Pejabat-pejabat mengkhianati kepercayaan rakyat dan kehilangan rasa malunya.
Mengapa
doa tidak berefek bagi kebaikan moral bangsa? Dari penjelajahan singkat
mengenai tradisi doa di atas, kita bisa menjawab: doa kita mandul karena
terpisah dari masalah-masalah etika, sosial, dan moral yang dihadapi bangsa. Doa
melulu menjadi praktik formal-ritual yang tidak bersentuhan dengan permasalahan
masyarakat. Doa hanya menjadi kesalehan yang steril terhadap masalah sosial.
Dalam doa
macam itu kita menemukan kenyamanan dan kemapanan, dan kehilangan kepedulian
sosial. Lebih fatal lagi, doa macam ini membuat kita munafik, seakan-akan kita
sudah menjadi baik karena sudah berdoa, tanpa ingin memberantas kemungkaran
yang ada di sekitar kita. Doa tak lagi memberi kita kekuatan dan inspirasi
untuk menggugat dan mendobrak segala bentuk represi yang menimpa banyak orang,
lebih-lebih mereka yang miskin dan sederhana.
Mengapa
kita sampai terjerumus ke dalam keadaan demikian? Doa memang bersifat pribadi.

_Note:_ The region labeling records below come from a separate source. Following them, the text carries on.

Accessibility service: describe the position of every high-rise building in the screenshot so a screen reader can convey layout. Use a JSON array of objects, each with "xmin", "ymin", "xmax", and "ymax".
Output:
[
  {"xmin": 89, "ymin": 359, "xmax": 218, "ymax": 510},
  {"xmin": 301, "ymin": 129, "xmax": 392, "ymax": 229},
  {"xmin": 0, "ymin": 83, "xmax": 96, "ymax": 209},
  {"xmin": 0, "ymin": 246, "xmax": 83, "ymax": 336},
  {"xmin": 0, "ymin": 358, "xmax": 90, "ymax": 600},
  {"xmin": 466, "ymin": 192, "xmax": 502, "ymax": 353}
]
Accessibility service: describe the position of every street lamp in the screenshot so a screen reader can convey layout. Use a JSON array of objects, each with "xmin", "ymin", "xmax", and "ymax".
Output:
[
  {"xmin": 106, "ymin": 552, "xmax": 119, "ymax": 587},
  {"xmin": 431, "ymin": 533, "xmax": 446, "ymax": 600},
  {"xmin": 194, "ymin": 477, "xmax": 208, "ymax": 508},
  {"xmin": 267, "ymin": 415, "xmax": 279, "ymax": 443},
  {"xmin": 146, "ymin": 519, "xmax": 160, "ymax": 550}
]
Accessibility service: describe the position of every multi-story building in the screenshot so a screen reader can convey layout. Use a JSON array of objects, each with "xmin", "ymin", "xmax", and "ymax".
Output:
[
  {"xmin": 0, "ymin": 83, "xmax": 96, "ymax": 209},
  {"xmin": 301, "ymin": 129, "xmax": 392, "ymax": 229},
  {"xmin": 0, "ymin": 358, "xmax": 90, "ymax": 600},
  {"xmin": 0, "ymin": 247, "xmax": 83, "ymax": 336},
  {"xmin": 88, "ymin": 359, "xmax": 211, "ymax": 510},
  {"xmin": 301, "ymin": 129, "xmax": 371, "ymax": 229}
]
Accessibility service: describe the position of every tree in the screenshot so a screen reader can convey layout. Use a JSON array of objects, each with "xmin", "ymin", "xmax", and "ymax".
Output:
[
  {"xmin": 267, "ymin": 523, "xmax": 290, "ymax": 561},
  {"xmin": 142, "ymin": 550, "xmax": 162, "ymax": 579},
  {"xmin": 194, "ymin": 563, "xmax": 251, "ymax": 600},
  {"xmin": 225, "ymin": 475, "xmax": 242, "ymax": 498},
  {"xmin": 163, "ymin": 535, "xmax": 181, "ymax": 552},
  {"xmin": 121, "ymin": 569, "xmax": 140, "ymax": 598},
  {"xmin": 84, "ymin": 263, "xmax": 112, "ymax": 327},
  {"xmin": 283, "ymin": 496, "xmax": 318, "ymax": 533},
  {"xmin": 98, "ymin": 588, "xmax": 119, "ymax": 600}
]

Tetapi kita tahu, penghayatan kita terhadap doa juga tergantung pada para
pemuka umat, pemimpin jemaat, imam, ustaz, kiai, pendeta, atau pastor. Dari
mereka-mereka itulah kita belajar berdoa. Karena itu merekalah yang paling
berkewajiban mengajari kita bagaimana berdoa dengan benar.
Misalnya,
dengan mendalami lagi tradisi doa yang diajarkan Al Quran dan Kitab Suci, di
mana Tuhan menghendaki agar jika berdoa janganlah kita melepaskan diri dari
masalah kemanusiaan, masalah sosial, lebih-lebih masalah mereka yang miskin dan
menderita. Kalau itu tidak dilakukan, patutlah kita curiga, para petinggi doa
itu diam-diam sedang menikmati kemapanan, dan mendukung penguasa yang benci
terhadap kekuatan doa yang memberi inspirasi orang untuk menggugat dan
mendobraknya. Kita mendengar, calon presiden dari PDI Perjuangan, Jokowi,
bercita-cita mengadakan revolusi mental. Revolusi mental itu kiranya akan makin
efektif jika disertai revolusi doa. Artinya, bagaimana doa kita dilepaskan dari
sangkar keamanan dan kemapanan individualnya, dibebaskan dari kepentingan untuk
membenarkan kelompok-kelompok tertentu saja hingga menjadi eksklusif terhadap
kepentingan seluruh bangsa. Revolusi doa itu kiranya perlu membangunkan
kesadaran moral, sosial, dan etika dalam doa yang dihayati warga negara.
Untuk
itu, revolusi mental dan doa itu kiranya harus dimulai dari para pemimpin
bangsa. Sebab, seperti dikatakan Hassan al-Banna, pendiri Persaudaraan Muslim
di Mesir, paling tidak dalam tradisi Islam, doa itu seperti latihan harian
dalam organisasi sosial dan praktis. Begitu muazin menyerukan doa dimulai, umat
berkumpul, mereka punya hak dan kewajiban sama, tetapi mereka berdiri di
belakang imam yang mengatur ketertiban dan kesatuan mereka. Imam itu pemimpin.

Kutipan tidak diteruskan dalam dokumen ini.